Oh boy, more work on myself.

I winced as I got up, the wounds stinging and bleeding out a bit more, as I grabbed dust and dragged him all the way home, I got weird looks because one: I was covered in blood, and two: I'm carrying a drunk dude on my back who is like 2 feet taller than me who has a beer bottle.

I came home, scared that my brother was home, thankfully he wasn't, or at least not yet. Once I got upstairs and locked my door, I heard my brother come in, oh god, someone help me.

I placed the drunk onto my bed and went to get the medkit  as I bandaged up my wounds..... I was so scared, 

"Jdkdjwlsjddjskfjdkkdcj" ah yes, the voice of a hungover murderous psychopath waking up.

"Hey baby blue" he said. "What's with the wounds? Did ya get in a fight or something" he sheepishly said in a husky voice.  I said nothing again. I just got up and simply cuddled him, clinging onto him for dear life, knowing my brother was about ready to come in and hurt me again. Tears streaming down my face as I cringed onto his hoodie tightly, I didn't want to let go, I didn't want to get hurt, my HP was already so low. 

"Woah, are you okay?" I felt his arms wrap around me and I choked out gibberish,

"P-le-le-e-eAs hEl-l-p m-m-mE" i managed to choke out, I didn't want to get hurt anymore, so I cling onto my only light at the moment as I snuggled into his chest and wrapped my arms around him, I was so scared. 

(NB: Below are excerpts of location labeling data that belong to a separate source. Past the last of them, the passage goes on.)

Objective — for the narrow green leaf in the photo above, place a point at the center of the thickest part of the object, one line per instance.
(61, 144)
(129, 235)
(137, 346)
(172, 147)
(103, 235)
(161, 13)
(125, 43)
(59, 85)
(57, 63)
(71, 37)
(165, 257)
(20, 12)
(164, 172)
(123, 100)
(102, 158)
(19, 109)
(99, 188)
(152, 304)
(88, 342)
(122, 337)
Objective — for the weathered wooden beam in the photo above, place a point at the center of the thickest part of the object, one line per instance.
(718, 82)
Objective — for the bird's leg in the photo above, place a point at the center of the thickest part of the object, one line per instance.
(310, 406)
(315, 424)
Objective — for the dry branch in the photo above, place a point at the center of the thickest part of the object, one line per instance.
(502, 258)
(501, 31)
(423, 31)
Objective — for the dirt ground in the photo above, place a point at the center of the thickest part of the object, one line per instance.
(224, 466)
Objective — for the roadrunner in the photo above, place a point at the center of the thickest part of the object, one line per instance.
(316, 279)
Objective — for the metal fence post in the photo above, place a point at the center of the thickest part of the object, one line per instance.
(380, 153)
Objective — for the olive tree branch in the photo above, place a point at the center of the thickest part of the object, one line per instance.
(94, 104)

"Wait what-" he was cut off by the lock breaking along with the door being kicked down, there he was, standing there, my own brother. Papyrus, ready to hurt me.

Dust shot up still holding me In his arms. No. No. No. this was a mistake, I should have kept this a secret, it's my fault, dust might get hurt, no please, no he is what I have. My only light. No I can't, I CANT LOSE HIM

Papyrus had a bone already summoned, I started to cry uncontrollably sobbing loudly, I was brought out of dusts warm embrace by a larger bony hand that couldn't be mistaken, dust immediately knew what was happening when I clinged onto him pleading for my brother leave me alone and not hurt me.

Dust POV

WHAT THE FUCK?

blue started screaming and pleading for his brother to let go, he wouldn't let go of me, I used blue magic to throw him out of the room and block the door with bones that shot up to the roof. This bitch is hurting MY BLUE? that explains the bandages, I immediately teleported me and blue out of there and into my room.

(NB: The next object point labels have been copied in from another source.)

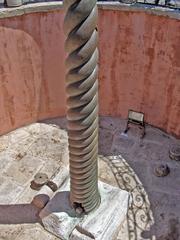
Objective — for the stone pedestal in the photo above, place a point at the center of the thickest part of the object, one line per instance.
(103, 224)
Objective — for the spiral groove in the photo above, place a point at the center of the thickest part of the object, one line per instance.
(82, 100)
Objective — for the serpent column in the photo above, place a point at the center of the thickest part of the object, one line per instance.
(80, 27)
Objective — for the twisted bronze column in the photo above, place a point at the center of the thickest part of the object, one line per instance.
(80, 26)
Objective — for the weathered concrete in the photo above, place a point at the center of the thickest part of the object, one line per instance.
(32, 54)
(48, 144)
(104, 223)
(143, 156)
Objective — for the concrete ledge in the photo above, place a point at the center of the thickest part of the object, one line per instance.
(105, 223)
(52, 6)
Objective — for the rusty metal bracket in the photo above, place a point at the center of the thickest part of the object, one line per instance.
(136, 118)
(41, 179)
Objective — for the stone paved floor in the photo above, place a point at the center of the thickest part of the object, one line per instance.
(143, 155)
(41, 147)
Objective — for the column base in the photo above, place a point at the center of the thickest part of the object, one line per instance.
(60, 219)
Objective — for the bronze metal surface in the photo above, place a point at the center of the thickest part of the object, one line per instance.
(80, 27)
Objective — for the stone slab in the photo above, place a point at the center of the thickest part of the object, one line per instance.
(59, 218)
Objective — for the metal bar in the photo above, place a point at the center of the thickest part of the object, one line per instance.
(80, 27)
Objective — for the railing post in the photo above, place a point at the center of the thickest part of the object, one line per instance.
(80, 26)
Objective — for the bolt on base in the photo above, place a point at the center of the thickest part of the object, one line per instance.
(59, 218)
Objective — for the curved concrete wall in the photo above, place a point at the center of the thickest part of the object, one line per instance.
(139, 67)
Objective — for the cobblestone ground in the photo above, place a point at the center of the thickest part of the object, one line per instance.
(43, 148)
(143, 156)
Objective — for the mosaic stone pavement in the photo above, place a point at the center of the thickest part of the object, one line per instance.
(44, 148)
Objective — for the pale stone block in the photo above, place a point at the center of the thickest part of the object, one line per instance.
(59, 218)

He wouldn't stop crying, this poor blue boy was scared for dear life, and wouldn't let go of me. After an hour of his crying, he started to quiet down, I took off my hoodie and wrapped it around him, also wrapping my arms around him tighter, placing my chin on top of his skull. I held one hand on the back of his skull, and another hand on his back. He was curled up in a ball with his knees up to his chest and his face and arms pressed against my chest. He drifted off to sleep slowly but surely. 

WHY THE ACTUAL HELL WAS I NOT NOTIFIED ABOUT THIS. THOSE SCARS AND BANDAGES AND ALL HIS CRACKED RIBS COULD HAVE BEEN PREVENTED IF HE NOTIFIED ME SOONER.

But I understand, he was scared, that Cheeto dust flavored honey addicted carrot will pay for hurting MY blue. I'll make sure of that.